MICS for AF ablation is a novel tool. It has evolved over time, to reduce the complications and cosmetic disadvantages of conventional cardiac surgery incision leading to a shorter hospital stay.10 Herniation of pulmonary tissue was described earliest in 1499 by Roland.11,12 Later in 1946, Maurer and Blades established the definition of lung herniation as “a protrusion of the pleural-covered lung beyond its normal boundaries through an abnormal opening in the thoracic enclosure".13 They are also classified according to their etiology as spontaneous, traumatic or post-thoracotomy and according to their location as cervical, thoracic, abdominal, or thoraco-abdominal.14
To decrease the future risk of thromboembolism, a LAA exclusion or excision surgery is recommended in patients undergoing surgical treatment for AF or mitral valve.15 LAA clip occlusion epicardially may not only provide stroke prevention but also reduce the recurrence of AF by causing acute electrical isolation of the LAA.16 The Clip used in this procedure is pre-loaded on a disposable Clip applier and used for open occlusion of the heart’s LAA. No device-related perioperative complication has been observed and follow up with CT imaging has shown stable clip placement.17,18
Most of the previous cases of lung hernia happened with minimal-access thoracotomy in anterior wall of thorax, however particular for our patient has been their lateral and posterior location.
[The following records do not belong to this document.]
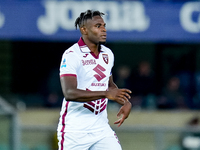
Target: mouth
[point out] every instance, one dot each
(104, 36)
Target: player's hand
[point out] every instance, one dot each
(123, 113)
(119, 95)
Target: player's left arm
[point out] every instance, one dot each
(126, 106)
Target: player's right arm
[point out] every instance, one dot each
(71, 93)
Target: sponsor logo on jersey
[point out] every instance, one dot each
(85, 55)
(105, 58)
(98, 84)
(69, 52)
(99, 70)
(89, 62)
(96, 106)
(63, 63)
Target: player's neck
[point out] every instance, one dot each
(93, 47)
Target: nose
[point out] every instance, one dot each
(104, 29)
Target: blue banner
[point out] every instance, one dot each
(126, 20)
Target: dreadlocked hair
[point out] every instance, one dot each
(86, 15)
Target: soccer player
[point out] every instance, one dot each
(87, 85)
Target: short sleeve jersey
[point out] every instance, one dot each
(92, 73)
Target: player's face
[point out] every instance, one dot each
(96, 30)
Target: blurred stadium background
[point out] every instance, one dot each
(156, 44)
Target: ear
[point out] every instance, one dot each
(83, 30)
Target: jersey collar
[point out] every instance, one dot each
(83, 47)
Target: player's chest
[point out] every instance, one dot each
(91, 65)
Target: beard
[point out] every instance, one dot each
(101, 43)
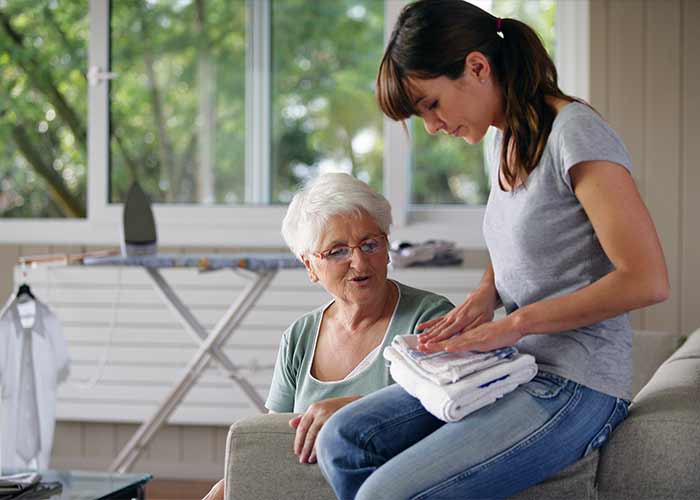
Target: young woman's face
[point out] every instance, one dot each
(464, 107)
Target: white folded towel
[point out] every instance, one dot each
(453, 402)
(448, 367)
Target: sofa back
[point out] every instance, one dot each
(655, 453)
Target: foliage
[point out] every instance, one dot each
(42, 109)
(178, 105)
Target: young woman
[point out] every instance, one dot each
(572, 250)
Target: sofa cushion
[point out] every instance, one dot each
(253, 472)
(655, 452)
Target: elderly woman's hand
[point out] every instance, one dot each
(309, 424)
(217, 492)
(476, 310)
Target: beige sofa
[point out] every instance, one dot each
(653, 455)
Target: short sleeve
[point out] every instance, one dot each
(280, 399)
(586, 137)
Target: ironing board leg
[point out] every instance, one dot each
(226, 325)
(195, 328)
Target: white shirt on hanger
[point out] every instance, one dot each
(50, 364)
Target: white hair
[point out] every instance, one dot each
(324, 197)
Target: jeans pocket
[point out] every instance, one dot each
(545, 385)
(618, 414)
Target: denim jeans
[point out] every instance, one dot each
(387, 446)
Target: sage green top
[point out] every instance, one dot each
(293, 387)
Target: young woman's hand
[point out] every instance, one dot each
(309, 424)
(477, 309)
(485, 337)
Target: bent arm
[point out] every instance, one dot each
(627, 235)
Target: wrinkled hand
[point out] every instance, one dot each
(216, 492)
(485, 337)
(477, 309)
(309, 424)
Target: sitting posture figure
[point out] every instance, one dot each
(572, 250)
(331, 356)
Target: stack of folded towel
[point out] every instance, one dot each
(453, 385)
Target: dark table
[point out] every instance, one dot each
(90, 485)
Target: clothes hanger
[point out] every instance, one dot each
(25, 290)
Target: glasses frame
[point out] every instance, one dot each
(324, 254)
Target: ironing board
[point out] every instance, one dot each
(258, 268)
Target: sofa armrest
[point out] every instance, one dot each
(655, 453)
(649, 350)
(260, 462)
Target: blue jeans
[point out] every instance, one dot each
(387, 446)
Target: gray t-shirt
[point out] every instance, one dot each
(543, 245)
(293, 387)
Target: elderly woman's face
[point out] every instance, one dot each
(360, 276)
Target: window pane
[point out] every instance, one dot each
(325, 56)
(177, 107)
(43, 53)
(446, 170)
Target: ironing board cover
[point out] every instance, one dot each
(203, 262)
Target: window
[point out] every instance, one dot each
(177, 104)
(324, 115)
(43, 141)
(221, 108)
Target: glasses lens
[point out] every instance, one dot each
(338, 254)
(370, 246)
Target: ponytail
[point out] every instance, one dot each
(527, 76)
(433, 37)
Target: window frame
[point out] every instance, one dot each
(259, 226)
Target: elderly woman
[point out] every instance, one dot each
(331, 356)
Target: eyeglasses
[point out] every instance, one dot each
(343, 253)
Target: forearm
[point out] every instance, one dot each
(614, 294)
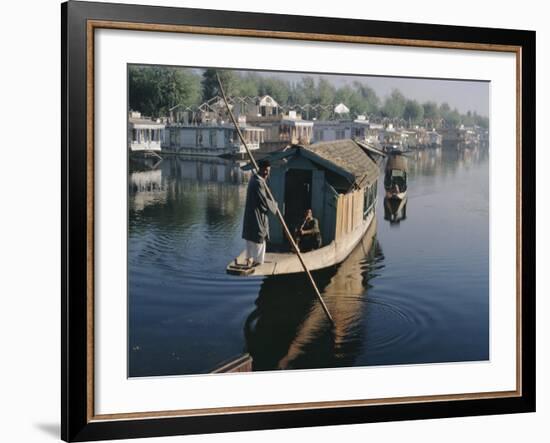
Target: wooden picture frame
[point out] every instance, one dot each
(79, 22)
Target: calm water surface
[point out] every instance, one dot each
(417, 293)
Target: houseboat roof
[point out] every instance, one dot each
(145, 123)
(397, 162)
(350, 157)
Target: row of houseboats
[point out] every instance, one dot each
(208, 130)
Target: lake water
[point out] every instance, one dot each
(418, 293)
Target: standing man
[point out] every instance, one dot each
(256, 222)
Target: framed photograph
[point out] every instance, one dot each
(276, 221)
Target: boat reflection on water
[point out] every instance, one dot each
(289, 330)
(395, 210)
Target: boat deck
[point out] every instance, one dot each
(277, 263)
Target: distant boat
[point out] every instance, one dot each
(395, 177)
(338, 181)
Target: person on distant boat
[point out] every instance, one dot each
(256, 222)
(308, 235)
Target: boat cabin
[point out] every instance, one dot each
(336, 179)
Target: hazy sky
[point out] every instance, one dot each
(465, 95)
(462, 94)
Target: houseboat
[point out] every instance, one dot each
(338, 182)
(392, 139)
(331, 130)
(144, 134)
(395, 210)
(395, 177)
(216, 138)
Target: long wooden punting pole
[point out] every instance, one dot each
(293, 244)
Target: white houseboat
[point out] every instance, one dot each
(212, 139)
(144, 134)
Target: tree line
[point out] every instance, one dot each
(153, 90)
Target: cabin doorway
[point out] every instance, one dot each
(297, 196)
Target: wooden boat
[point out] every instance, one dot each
(395, 210)
(338, 181)
(243, 363)
(395, 177)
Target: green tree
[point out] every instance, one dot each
(431, 111)
(276, 88)
(371, 101)
(153, 90)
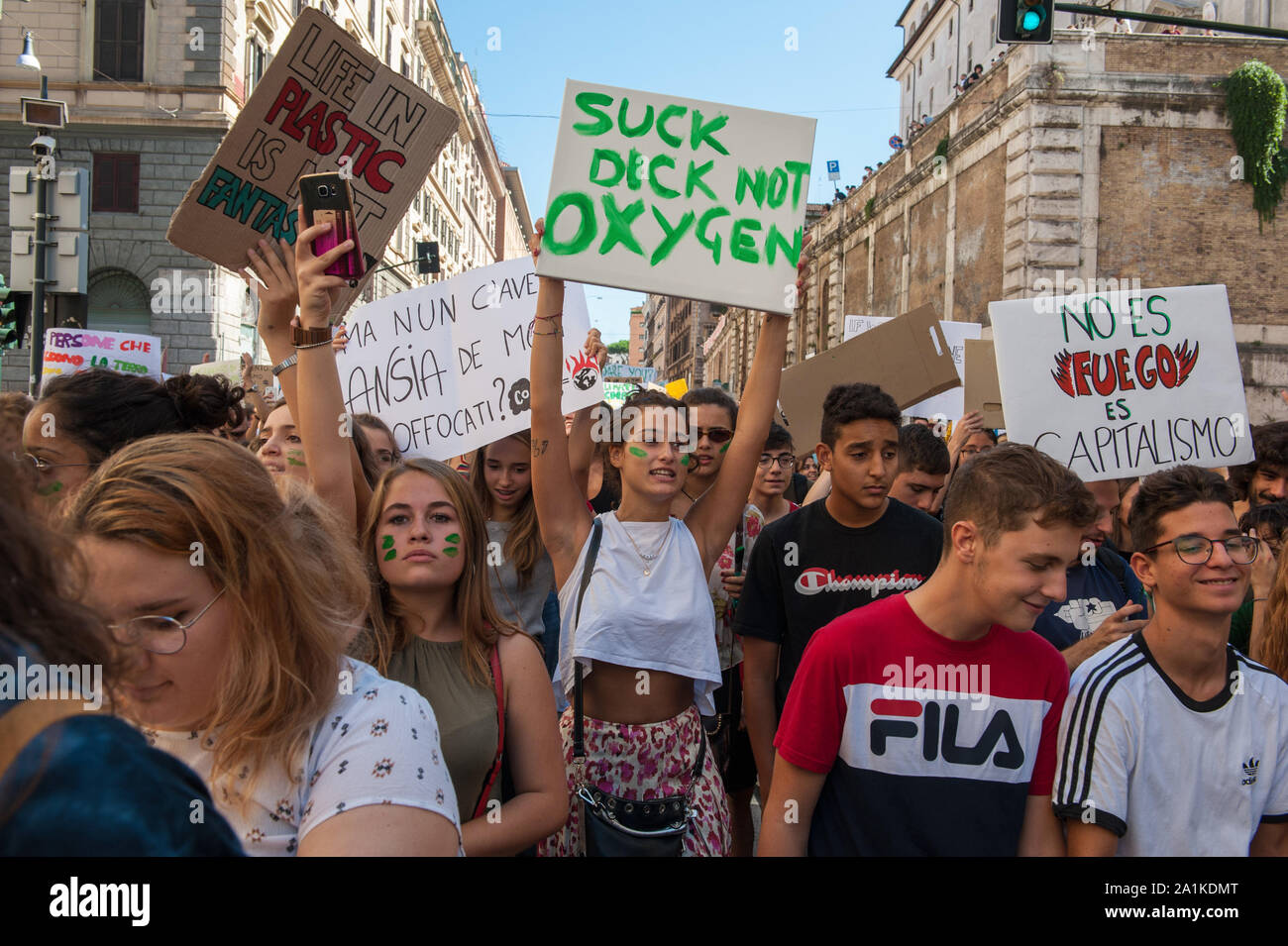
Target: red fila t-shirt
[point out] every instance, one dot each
(930, 745)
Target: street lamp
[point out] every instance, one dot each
(44, 149)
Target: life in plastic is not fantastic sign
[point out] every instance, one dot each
(1124, 383)
(678, 196)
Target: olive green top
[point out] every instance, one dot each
(465, 713)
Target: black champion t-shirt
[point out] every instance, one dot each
(807, 569)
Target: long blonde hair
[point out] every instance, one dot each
(294, 579)
(476, 611)
(523, 546)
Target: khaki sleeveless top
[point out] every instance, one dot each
(465, 713)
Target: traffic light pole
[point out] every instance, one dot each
(1175, 21)
(37, 366)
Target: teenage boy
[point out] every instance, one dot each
(828, 558)
(923, 723)
(1175, 708)
(712, 417)
(922, 467)
(774, 475)
(1106, 600)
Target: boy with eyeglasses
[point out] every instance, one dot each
(1175, 708)
(828, 558)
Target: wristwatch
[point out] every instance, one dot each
(301, 338)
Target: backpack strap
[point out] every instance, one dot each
(29, 719)
(498, 684)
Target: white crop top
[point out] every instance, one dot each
(662, 620)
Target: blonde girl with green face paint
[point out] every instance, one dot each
(433, 624)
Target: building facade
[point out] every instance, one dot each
(635, 349)
(153, 89)
(1106, 161)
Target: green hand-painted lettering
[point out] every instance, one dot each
(746, 181)
(613, 158)
(711, 244)
(634, 162)
(673, 235)
(694, 179)
(587, 229)
(773, 240)
(642, 129)
(799, 170)
(587, 102)
(777, 188)
(670, 137)
(658, 187)
(742, 245)
(619, 226)
(703, 132)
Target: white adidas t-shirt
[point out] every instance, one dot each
(376, 745)
(1168, 775)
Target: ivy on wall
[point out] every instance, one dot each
(1254, 99)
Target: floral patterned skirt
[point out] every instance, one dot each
(643, 762)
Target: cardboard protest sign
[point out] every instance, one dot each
(949, 403)
(323, 104)
(677, 196)
(617, 391)
(446, 366)
(909, 358)
(68, 352)
(261, 374)
(980, 386)
(1124, 383)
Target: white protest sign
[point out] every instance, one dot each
(1124, 383)
(71, 351)
(446, 366)
(949, 403)
(677, 196)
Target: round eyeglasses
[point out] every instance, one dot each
(1196, 550)
(156, 632)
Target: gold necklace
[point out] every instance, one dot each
(648, 559)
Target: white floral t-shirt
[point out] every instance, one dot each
(376, 745)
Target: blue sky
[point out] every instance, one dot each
(734, 53)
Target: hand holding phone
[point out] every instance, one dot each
(326, 198)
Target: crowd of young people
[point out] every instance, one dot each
(889, 641)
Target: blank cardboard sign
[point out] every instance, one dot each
(325, 106)
(909, 358)
(983, 391)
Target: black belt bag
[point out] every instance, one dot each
(613, 826)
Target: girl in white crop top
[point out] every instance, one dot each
(645, 636)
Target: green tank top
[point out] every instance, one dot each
(465, 713)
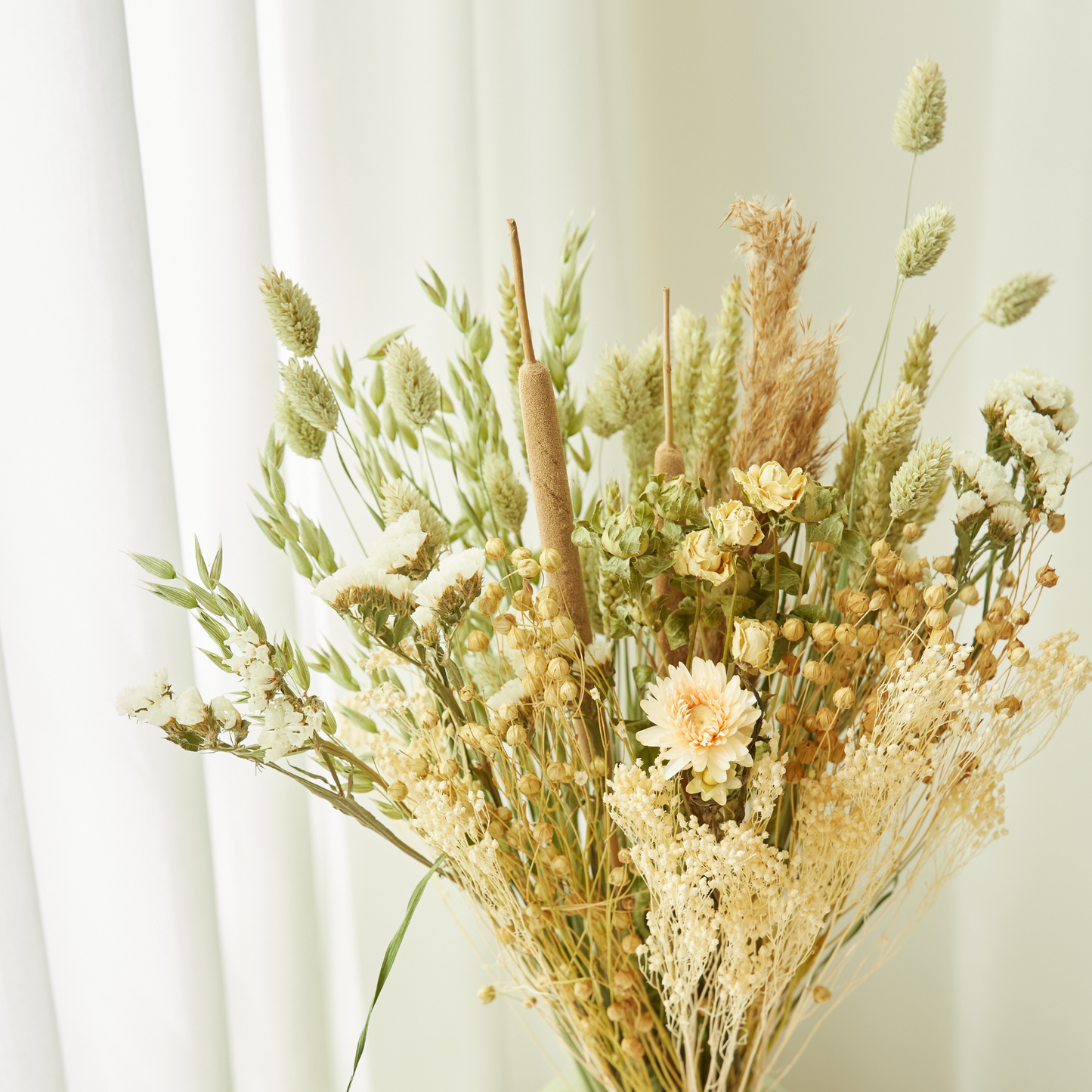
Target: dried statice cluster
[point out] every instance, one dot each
(682, 785)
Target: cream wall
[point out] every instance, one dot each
(177, 924)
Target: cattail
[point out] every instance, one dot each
(1011, 302)
(413, 389)
(291, 311)
(311, 394)
(507, 495)
(301, 436)
(401, 496)
(920, 117)
(924, 242)
(915, 481)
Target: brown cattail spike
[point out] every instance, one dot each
(549, 480)
(669, 459)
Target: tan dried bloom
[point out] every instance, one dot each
(411, 385)
(920, 476)
(507, 495)
(1011, 302)
(922, 243)
(291, 311)
(699, 556)
(301, 436)
(770, 487)
(751, 642)
(735, 525)
(920, 117)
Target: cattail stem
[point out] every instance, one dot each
(549, 480)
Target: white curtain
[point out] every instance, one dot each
(172, 923)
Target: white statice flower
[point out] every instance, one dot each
(285, 729)
(452, 586)
(510, 694)
(137, 700)
(967, 462)
(1007, 521)
(190, 708)
(223, 709)
(969, 506)
(252, 663)
(993, 481)
(700, 719)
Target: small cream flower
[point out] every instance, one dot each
(700, 719)
(735, 525)
(751, 642)
(770, 487)
(699, 556)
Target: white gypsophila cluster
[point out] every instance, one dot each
(444, 594)
(286, 728)
(1035, 412)
(252, 663)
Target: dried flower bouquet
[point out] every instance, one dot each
(684, 758)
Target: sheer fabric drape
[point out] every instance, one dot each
(179, 924)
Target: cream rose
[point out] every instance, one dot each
(770, 487)
(751, 642)
(699, 556)
(735, 524)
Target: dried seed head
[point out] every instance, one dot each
(920, 117)
(1011, 302)
(291, 311)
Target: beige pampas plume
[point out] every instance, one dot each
(922, 243)
(1011, 302)
(301, 436)
(789, 379)
(411, 385)
(291, 311)
(920, 117)
(311, 394)
(507, 493)
(924, 472)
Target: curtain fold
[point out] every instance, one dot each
(181, 924)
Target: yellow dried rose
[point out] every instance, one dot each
(751, 642)
(699, 556)
(735, 524)
(770, 487)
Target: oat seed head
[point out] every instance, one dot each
(291, 311)
(924, 242)
(920, 117)
(1011, 302)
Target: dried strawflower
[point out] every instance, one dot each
(922, 243)
(920, 117)
(918, 478)
(291, 311)
(411, 385)
(1013, 299)
(507, 495)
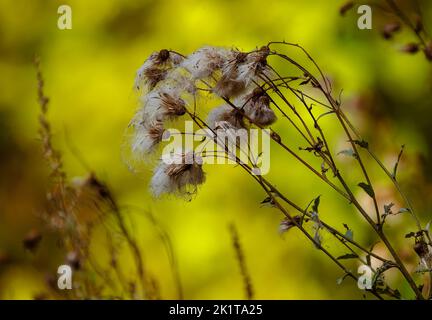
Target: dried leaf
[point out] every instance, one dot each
(316, 204)
(397, 162)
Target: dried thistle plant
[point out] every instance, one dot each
(399, 19)
(251, 92)
(74, 209)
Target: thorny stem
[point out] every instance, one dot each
(398, 12)
(386, 171)
(376, 227)
(268, 188)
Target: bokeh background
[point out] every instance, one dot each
(89, 73)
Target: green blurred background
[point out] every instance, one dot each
(89, 73)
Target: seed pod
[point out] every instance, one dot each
(73, 259)
(346, 7)
(428, 51)
(390, 29)
(410, 48)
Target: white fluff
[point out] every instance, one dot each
(203, 62)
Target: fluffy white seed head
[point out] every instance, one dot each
(241, 72)
(162, 104)
(180, 178)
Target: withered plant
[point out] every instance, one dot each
(253, 94)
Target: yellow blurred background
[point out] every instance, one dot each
(89, 73)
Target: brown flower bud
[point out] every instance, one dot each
(428, 51)
(73, 260)
(421, 248)
(410, 48)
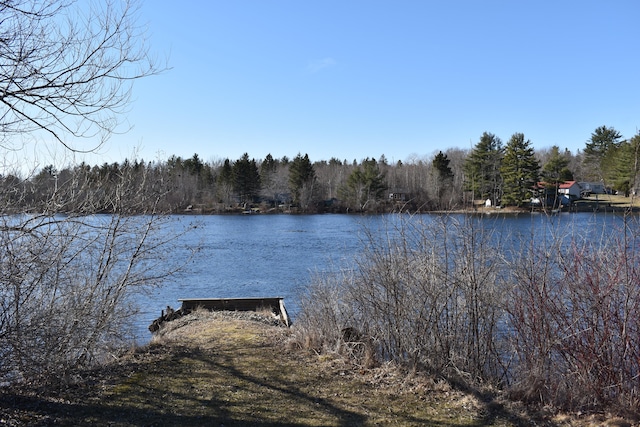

We concluded main culprit being the extra operative trauma due to widening of the mini invasions of 12 mms (initially) to 3 cms to accomodate an epicardial LAA clip. If epicardial Clip was not indicated for a patient, the size of working port lesion would not been widened. The other possible reasons are inadequate closure of lesions (for insertion of videoports and interports), inherent weakness of intercostal muscles and intensive cauterization of the intercostal muscles. However, we did not observe any unexpected bleeding from sites of working ports insertion during the procedure. The patient’s activity during the period of chest-wall healing should be limited regardless of the size of the skin incision.12
The classical triad of patient’s history and the clinical symptoms and physical examination brings the physician closer to the diagnosis. However, it may sometimes not bring close enough as in this case. CT scan helped to fill the necessary void by delineating the size and location of the defect and dimensions of the hernia and leading to correct diagnosis.19 The patient may present with a well-demarcated bulge increasing in size by expiration and vice-versa and more evident during coughing or Valsalva maneuver. Hernia may not pose a serious threat unless associated with incarceration and strangulation of the pulmonary tissue. The diagnosis of lung hernia should be confirmed after ruling out bronchopleural fistula, subcutaneous emphysema, lipoma and a gas-forming infection which require different treatment strategy.12,20
Lung hernia may occur after MICS for AF ablation, as a rare complication. Thus, it seems important to recommend CT scan in similarly symptomatic patients during their routine follow up.
Mark La Meir and Laurent Pison are also consultant to Atricure.